A partir do que alude o doutor Yuri Silva Portela, pós-graduado em geriatria e fundador do projeto social Humaniza Sertão, uma das transformações mais significativas da atualidade está acontecendo diante dos nossos olhos. O Brasil está envelhecendo em um ritmo acelerado, e essa mudança demográfica já começa a impactar diferentes áreas da sociedade, da saúde às relações familiares.
Nas últimas décadas, o aumento da expectativa de vida e a redução das taxas de natalidade alteraram profundamente a composição da população brasileira. Como resultado, o número de idosos cresce de forma constante, criando novos desafios e exigindo adaptações que vão muito além do sistema de saúde. Diante desse cenário, especialistas discutem uma questão cada vez mais relevante: o país está preparado para atender às necessidades de uma população cada vez mais longeva? A resposta envolve planejamento, infraestrutura, inclusão social e novas formas de compreender o envelhecimento. Interessado em saber mais sobre? Confira, a seguir.
Por que o envelhecimento populacional está acelerando?
O envelhecimento populacional é resultado de uma combinação de fatores positivos. Avanços na medicina, melhorias nas condições de vida, ampliação do acesso à informação e maior controle de diversas doenças contribuíram para que as pessoas passassem a viver mais. Ao mesmo tempo, as famílias brasileiras passaram a ter menos filhos, reduzindo a renovação das gerações mais jovens.
Essa combinação está modificando a estrutura etária do país. Se antes a população brasileira era predominantemente jovem, hoje o crescimento do grupo de idosos ocorre em ritmo cada vez mais intenso. Segundo Yuri Silva Portela, compreender essa transformação é fundamental para planejar ações que garantam qualidade de vida e inclusão para as próximas décadas.
Como essa mudança impacta os serviços de saúde?
O aumento da longevidade traz novas demandas para os sistemas de saúde. Doenças crônicas, acompanhamento contínuo, prevenção e promoção da qualidade de vida passam a ocupar um espaço cada vez maior na rotina de profissionais e instituições. Isso exige não apenas mais recursos, mas também estratégias voltadas às necessidades específicas da população idosa.

Além disso, cresce a importância de abordagens que valorizem a autonomia e o envelhecimento saudável. De acordo com o doutor Yuri Silva Portela, pós-graduado em geriatria, o desafio atual não está apenas em tratar doenças, mas em criar condições para que as pessoas mantenham independência, funcionalidade e bem-estar durante o maior tempo possível.
As cidades estão preparadas para uma população mais idosa?
O envelhecimento populacional também gera impactos fora dos consultórios e hospitais. Questões relacionadas à mobilidade urbana, acessibilidade, transporte público e segurança passam a desempenhar um papel importante na qualidade de vida dos idosos. Nesse panorama, os ambientes pouco adaptados podem limitar a participação social e dificultar atividades simples do cotidiano.

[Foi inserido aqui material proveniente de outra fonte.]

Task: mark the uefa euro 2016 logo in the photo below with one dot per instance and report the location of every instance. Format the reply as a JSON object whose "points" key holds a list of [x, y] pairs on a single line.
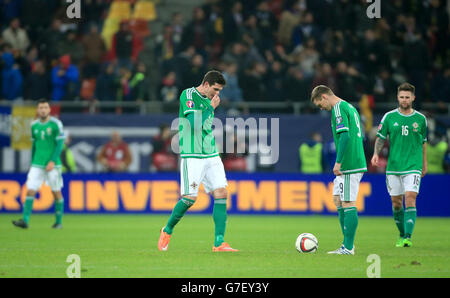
{"points": [[374, 9], [73, 11]]}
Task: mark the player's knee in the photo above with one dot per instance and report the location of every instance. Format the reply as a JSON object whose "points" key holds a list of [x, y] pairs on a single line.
{"points": [[397, 202], [220, 193], [410, 200], [337, 201], [31, 193], [191, 198]]}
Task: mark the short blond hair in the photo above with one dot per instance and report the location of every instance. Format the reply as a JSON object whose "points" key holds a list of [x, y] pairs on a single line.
{"points": [[406, 87], [319, 90]]}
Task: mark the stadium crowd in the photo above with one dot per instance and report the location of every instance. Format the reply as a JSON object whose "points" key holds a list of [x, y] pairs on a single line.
{"points": [[269, 50]]}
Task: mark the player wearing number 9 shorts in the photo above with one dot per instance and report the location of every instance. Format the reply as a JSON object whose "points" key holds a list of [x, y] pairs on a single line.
{"points": [[407, 164], [350, 162]]}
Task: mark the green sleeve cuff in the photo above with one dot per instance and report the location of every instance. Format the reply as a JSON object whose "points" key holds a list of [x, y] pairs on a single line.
{"points": [[58, 150]]}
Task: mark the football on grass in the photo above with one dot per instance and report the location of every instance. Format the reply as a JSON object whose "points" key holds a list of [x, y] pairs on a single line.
{"points": [[306, 243]]}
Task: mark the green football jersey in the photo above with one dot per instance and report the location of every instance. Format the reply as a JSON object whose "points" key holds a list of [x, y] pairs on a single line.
{"points": [[195, 144], [407, 133], [344, 117], [44, 136]]}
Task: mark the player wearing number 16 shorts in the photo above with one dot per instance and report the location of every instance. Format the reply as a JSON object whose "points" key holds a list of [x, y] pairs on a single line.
{"points": [[350, 161], [407, 164]]}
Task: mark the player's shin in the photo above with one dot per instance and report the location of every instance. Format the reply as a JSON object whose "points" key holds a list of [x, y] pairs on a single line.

Por essa razão, especialistas defendem a construção de cidades mais inclusivas para todas as faixas etárias. Calçadas acessíveis, espaços públicos adequados e serviços próximos da população são exemplos de medidas que podem contribuir para um envelhecimento mais ativo e participativo. Afinal, viver mais também significa ter condições de continuar ocupando espaços na sociedade.
Qual será o papel das famílias nesse novo cenário?
À medida que a população envelhece, as famílias também enfrentam novos desafios. O cuidado com idosos tende a ganhar maior relevância dentro da dinâmica familiar, especialmente em situações que envolvem limitações físicas ou necessidade de acompanhamento mais frequente. Essa realidade exige diálogo, planejamento e fortalecimento das redes de apoio.
Ao mesmo tempo, as mudanças sociais observadas nas últimas décadas alteraram a forma como as famílias se organizam. Yuri Silva Portela frisa que o envelhecimento saudável depende não apenas dos serviços disponíveis, mas também da construção de vínculos que promovam acolhimento, participação e qualidade de vida durante essa fase da vida.
O futuro da longevidade começa a ser construído agora!
O envelhecimento populacional não deve ser encarado apenas como um desafio. Ele também representa uma oportunidade para repensar a forma como a sociedade valoriza a experiência, a participação e a contribuição das pessoas idosas. Quanto mais cedo o país se preparar para essa transformação, maiores serão as chances de construir ambientes capazes de atender às necessidades de uma população cada vez mais longeva.
Por fim, Yuri Silva Portela demonstra que o debate sobre envelhecimento precisa ir além das questões médicas e envolver toda a sociedade. Em um país que caminha rapidamente para se tornar mais envelhecido, investir em inclusão, acessibilidade, prevenção e qualidade de vida será essencial para garantir que viver mais também signifique viver melhor.